Samsung thinks it has a better way to develop brain-like chips: to borrow existing brain structures.
The Korean technology company proposed a method that "copies and pastes" the neuronal wiring map of the brain onto special newly developed 3D neuromorphic chips. The approach would rely on a cluster of nanoelectrodes entering a large volume of neurons to record both where neurons connect and the strength of those connections. You can then copy that data and "paste" it onto a 3D solid-state memory network, whether it's standard flash memory or state-of-the-art memory like resistive RAM.
A brain map that comes from reverse engineering
Each memory unit would have a conductance that reflects the strength of each neuronal connection in the map. The result would be an effective return to "reverse engineering" to get a map of the brain. Sort of a throwback, given the fact that "rebuilding the brain from the brain" was scientists' basic approach, Samsung said.
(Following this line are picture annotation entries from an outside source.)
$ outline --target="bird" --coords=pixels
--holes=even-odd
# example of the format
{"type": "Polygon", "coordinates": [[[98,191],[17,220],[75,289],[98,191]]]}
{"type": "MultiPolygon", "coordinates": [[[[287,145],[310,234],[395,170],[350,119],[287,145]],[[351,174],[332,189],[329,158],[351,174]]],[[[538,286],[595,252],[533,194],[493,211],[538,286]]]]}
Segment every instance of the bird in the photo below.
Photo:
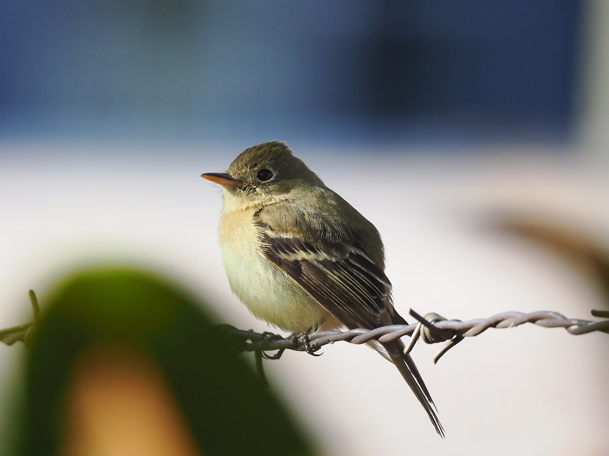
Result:
{"type": "MultiPolygon", "coordinates": [[[[201,177],[222,190],[222,263],[233,292],[256,317],[293,334],[407,324],[393,305],[379,232],[286,142],[249,147],[225,173],[201,177]]],[[[443,437],[404,342],[371,345],[398,368],[443,437]]]]}

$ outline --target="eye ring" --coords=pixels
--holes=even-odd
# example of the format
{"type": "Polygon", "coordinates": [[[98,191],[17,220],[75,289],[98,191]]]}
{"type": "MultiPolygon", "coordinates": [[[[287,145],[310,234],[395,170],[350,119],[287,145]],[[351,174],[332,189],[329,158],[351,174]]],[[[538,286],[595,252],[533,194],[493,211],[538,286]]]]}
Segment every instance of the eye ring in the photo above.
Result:
{"type": "Polygon", "coordinates": [[[258,172],[256,173],[256,178],[260,182],[268,182],[274,177],[275,174],[273,171],[267,168],[258,170],[258,172]]]}

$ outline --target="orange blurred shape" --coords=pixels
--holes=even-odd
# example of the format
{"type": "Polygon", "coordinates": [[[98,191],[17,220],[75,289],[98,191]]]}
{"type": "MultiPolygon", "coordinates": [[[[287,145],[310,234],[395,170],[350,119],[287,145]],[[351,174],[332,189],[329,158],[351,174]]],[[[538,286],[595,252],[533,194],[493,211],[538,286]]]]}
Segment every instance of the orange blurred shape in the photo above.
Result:
{"type": "Polygon", "coordinates": [[[74,365],[61,454],[200,454],[161,371],[144,354],[97,347],[74,365]]]}

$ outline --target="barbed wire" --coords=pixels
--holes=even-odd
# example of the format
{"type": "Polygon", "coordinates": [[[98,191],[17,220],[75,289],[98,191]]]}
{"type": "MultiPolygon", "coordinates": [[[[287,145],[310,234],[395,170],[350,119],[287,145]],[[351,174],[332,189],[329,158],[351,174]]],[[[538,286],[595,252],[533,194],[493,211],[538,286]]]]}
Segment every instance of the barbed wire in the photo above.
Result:
{"type": "MultiPolygon", "coordinates": [[[[0,342],[12,345],[21,341],[26,346],[29,346],[32,334],[40,320],[40,311],[36,294],[33,290],[30,290],[28,295],[33,313],[33,322],[0,330],[0,342]]],[[[410,337],[404,349],[405,353],[409,353],[419,339],[426,344],[446,342],[434,358],[434,362],[437,362],[448,350],[465,337],[479,336],[490,328],[515,328],[525,323],[532,323],[543,328],[563,328],[574,335],[594,331],[609,334],[609,311],[593,309],[591,313],[593,316],[603,319],[595,321],[569,319],[558,312],[538,311],[526,314],[522,312],[502,312],[487,319],[463,322],[448,320],[435,313],[427,314],[423,317],[410,309],[410,314],[417,320],[417,323],[392,325],[375,330],[323,330],[304,336],[303,334],[293,334],[287,337],[271,333],[239,330],[230,325],[217,325],[216,330],[222,336],[236,342],[239,351],[256,352],[256,364],[261,365],[260,367],[262,358],[278,359],[286,350],[305,351],[313,354],[324,345],[336,342],[345,341],[356,344],[371,341],[385,343],[404,336],[410,337]],[[268,351],[277,353],[270,355],[267,353],[268,351]]]]}
{"type": "MultiPolygon", "coordinates": [[[[561,314],[552,311],[538,311],[529,313],[522,312],[502,312],[487,319],[476,319],[468,321],[447,320],[435,313],[424,317],[414,310],[410,314],[418,323],[412,325],[392,325],[375,330],[358,328],[347,331],[318,331],[309,336],[310,347],[315,351],[322,347],[336,342],[345,341],[351,344],[366,344],[373,340],[389,342],[404,336],[410,336],[405,352],[409,353],[415,343],[421,339],[426,344],[446,342],[435,354],[434,362],[440,358],[451,348],[465,337],[471,337],[484,333],[490,328],[504,329],[515,328],[525,323],[532,323],[543,328],[563,328],[570,334],[579,335],[594,331],[609,334],[609,311],[592,310],[593,316],[604,319],[590,320],[582,319],[569,319],[561,314]]],[[[286,350],[307,351],[295,336],[283,337],[270,333],[256,333],[253,330],[238,330],[229,325],[222,325],[222,332],[242,344],[242,351],[255,351],[262,357],[276,359],[286,350]],[[265,354],[267,351],[278,351],[276,355],[265,354]]]]}

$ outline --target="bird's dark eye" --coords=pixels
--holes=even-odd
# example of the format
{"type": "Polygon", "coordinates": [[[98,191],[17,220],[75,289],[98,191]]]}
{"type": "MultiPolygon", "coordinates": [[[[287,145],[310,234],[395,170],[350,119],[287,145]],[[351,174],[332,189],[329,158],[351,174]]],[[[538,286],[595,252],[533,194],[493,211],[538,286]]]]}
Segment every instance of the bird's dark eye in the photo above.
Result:
{"type": "Polygon", "coordinates": [[[261,182],[270,181],[273,178],[273,171],[266,168],[262,168],[256,173],[256,178],[261,182]]]}

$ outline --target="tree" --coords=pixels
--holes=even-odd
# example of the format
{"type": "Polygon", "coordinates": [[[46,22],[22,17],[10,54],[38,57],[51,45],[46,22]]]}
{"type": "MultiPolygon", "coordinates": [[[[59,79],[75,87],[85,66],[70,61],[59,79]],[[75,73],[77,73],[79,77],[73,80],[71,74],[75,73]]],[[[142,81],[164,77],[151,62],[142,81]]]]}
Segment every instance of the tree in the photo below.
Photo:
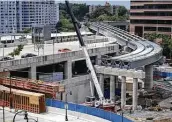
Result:
{"type": "Polygon", "coordinates": [[[100,15],[111,15],[111,13],[106,8],[97,8],[92,14],[91,18],[98,18],[100,15]]]}
{"type": "Polygon", "coordinates": [[[170,59],[171,59],[171,54],[172,54],[172,39],[168,40],[168,48],[170,50],[170,59]]]}
{"type": "Polygon", "coordinates": [[[57,24],[56,24],[56,26],[55,26],[55,29],[56,29],[57,33],[60,32],[60,31],[62,30],[62,21],[59,20],[59,21],[57,22],[57,24]]]}
{"type": "Polygon", "coordinates": [[[11,55],[14,57],[15,55],[20,55],[20,52],[23,50],[24,45],[18,45],[16,49],[13,50],[13,52],[9,53],[8,55],[11,55]]]}
{"type": "Polygon", "coordinates": [[[124,16],[127,14],[127,9],[124,6],[120,6],[117,12],[118,12],[118,16],[124,16]]]}

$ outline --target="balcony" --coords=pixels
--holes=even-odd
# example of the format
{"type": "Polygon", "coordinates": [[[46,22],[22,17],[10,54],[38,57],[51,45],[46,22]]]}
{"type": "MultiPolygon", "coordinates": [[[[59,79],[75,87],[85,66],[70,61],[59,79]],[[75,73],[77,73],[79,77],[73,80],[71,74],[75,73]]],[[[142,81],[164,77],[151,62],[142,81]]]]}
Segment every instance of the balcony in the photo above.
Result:
{"type": "Polygon", "coordinates": [[[172,16],[130,16],[130,19],[139,19],[139,20],[172,20],[172,16]]]}

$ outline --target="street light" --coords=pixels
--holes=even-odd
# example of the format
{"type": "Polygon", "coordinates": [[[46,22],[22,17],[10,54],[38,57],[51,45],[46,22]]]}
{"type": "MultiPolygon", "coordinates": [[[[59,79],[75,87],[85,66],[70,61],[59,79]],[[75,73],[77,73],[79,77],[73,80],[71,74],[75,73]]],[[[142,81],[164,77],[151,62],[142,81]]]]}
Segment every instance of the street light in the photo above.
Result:
{"type": "Polygon", "coordinates": [[[5,122],[5,110],[4,110],[4,108],[5,108],[5,105],[4,105],[4,100],[5,100],[5,90],[3,90],[3,106],[2,106],[2,108],[3,108],[3,122],[5,122]]]}
{"type": "Polygon", "coordinates": [[[68,116],[67,116],[67,109],[68,109],[68,103],[67,103],[67,95],[72,95],[72,91],[69,91],[66,93],[66,97],[65,97],[65,110],[66,110],[66,115],[65,115],[65,121],[68,121],[68,116]]]}
{"type": "MultiPolygon", "coordinates": [[[[8,69],[8,68],[4,68],[3,69],[3,72],[9,72],[10,73],[10,70],[8,69]]],[[[12,109],[13,108],[13,105],[12,105],[12,92],[11,92],[11,73],[9,74],[9,77],[10,77],[10,109],[12,109]]]]}
{"type": "Polygon", "coordinates": [[[15,113],[15,115],[13,117],[13,122],[15,122],[15,118],[16,118],[17,114],[22,113],[22,112],[24,112],[24,120],[26,120],[27,122],[29,122],[29,120],[34,120],[35,122],[38,122],[38,118],[37,118],[37,120],[35,120],[33,118],[28,118],[28,113],[27,113],[27,111],[24,111],[24,110],[21,110],[21,111],[18,111],[15,113]]]}

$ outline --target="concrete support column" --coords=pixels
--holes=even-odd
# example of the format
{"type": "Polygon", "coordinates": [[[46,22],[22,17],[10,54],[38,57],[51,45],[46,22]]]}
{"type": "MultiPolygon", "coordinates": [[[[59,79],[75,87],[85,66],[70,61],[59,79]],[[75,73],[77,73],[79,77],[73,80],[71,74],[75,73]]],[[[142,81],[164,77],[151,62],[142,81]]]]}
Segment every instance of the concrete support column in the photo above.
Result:
{"type": "Polygon", "coordinates": [[[115,76],[110,76],[110,99],[115,100],[115,76]]]}
{"type": "Polygon", "coordinates": [[[133,111],[137,109],[138,79],[133,78],[133,111]]]}
{"type": "Polygon", "coordinates": [[[72,78],[72,61],[66,61],[64,64],[64,68],[65,79],[72,78]]]}
{"type": "Polygon", "coordinates": [[[126,77],[121,77],[121,108],[123,109],[126,105],[126,77]]]}
{"type": "Polygon", "coordinates": [[[97,57],[96,57],[96,65],[101,65],[101,55],[97,55],[97,57]]]}
{"type": "Polygon", "coordinates": [[[150,90],[153,87],[153,65],[145,66],[145,84],[144,88],[150,90]]]}
{"type": "Polygon", "coordinates": [[[99,75],[99,83],[100,83],[101,90],[104,94],[104,75],[103,74],[99,75]]]}
{"type": "Polygon", "coordinates": [[[37,79],[36,78],[36,66],[35,65],[32,65],[29,69],[29,78],[30,79],[37,79]]]}

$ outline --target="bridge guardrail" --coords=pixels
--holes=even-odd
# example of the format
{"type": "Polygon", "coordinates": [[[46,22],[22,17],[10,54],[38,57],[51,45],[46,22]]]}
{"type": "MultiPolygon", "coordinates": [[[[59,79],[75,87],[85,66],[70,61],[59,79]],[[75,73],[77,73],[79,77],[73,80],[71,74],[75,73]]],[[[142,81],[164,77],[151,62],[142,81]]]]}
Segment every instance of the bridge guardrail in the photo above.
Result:
{"type": "MultiPolygon", "coordinates": [[[[46,106],[61,108],[64,109],[65,102],[54,100],[54,99],[46,99],[46,106]]],[[[132,122],[131,120],[117,115],[113,112],[105,111],[98,108],[92,108],[88,106],[78,105],[74,103],[68,103],[68,110],[76,111],[84,114],[89,114],[92,116],[96,116],[102,119],[109,120],[111,122],[132,122]],[[123,121],[122,121],[123,120],[123,121]]]]}

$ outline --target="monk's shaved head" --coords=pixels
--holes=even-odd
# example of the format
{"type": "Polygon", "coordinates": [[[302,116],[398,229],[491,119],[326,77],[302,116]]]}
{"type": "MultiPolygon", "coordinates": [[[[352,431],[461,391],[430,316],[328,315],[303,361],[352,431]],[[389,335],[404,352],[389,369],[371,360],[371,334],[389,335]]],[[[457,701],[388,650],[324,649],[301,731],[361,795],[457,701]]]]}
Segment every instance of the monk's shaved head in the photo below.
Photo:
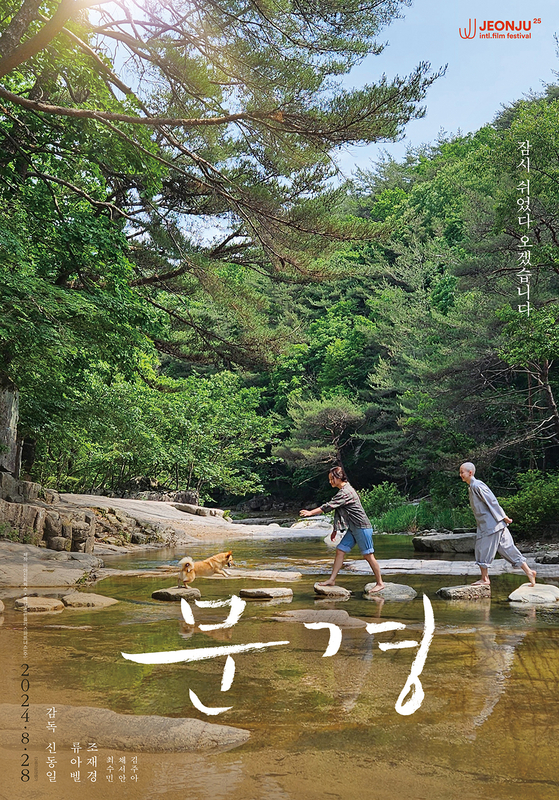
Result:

What are the possible applications of this method and these new chips? The move could act as a "shortcut" for artificial intelligence systems that behave like real brains. I'm talking about things like the flexibility to learn new concepts and adapt to ever-changing conditions. According to the researchers of this project, the end result could even lead to sentient and completely autonomous machines.
Are we ready for this?
More than a map of a brain, I have the impression that in Samsung they should try to consult the map of the future more carefully. If only to avoid the risks. There is an obvious problem with the complexity of this project. A human brain has about 100 billion neurons with a thousand times more synaptic connections, an ideal neuromorphic chip would need about 100 trillion units of memory. This is clearly a difficult challenge for any business. Ah! I have not included the "operating system" which then should also make this virtual brain work.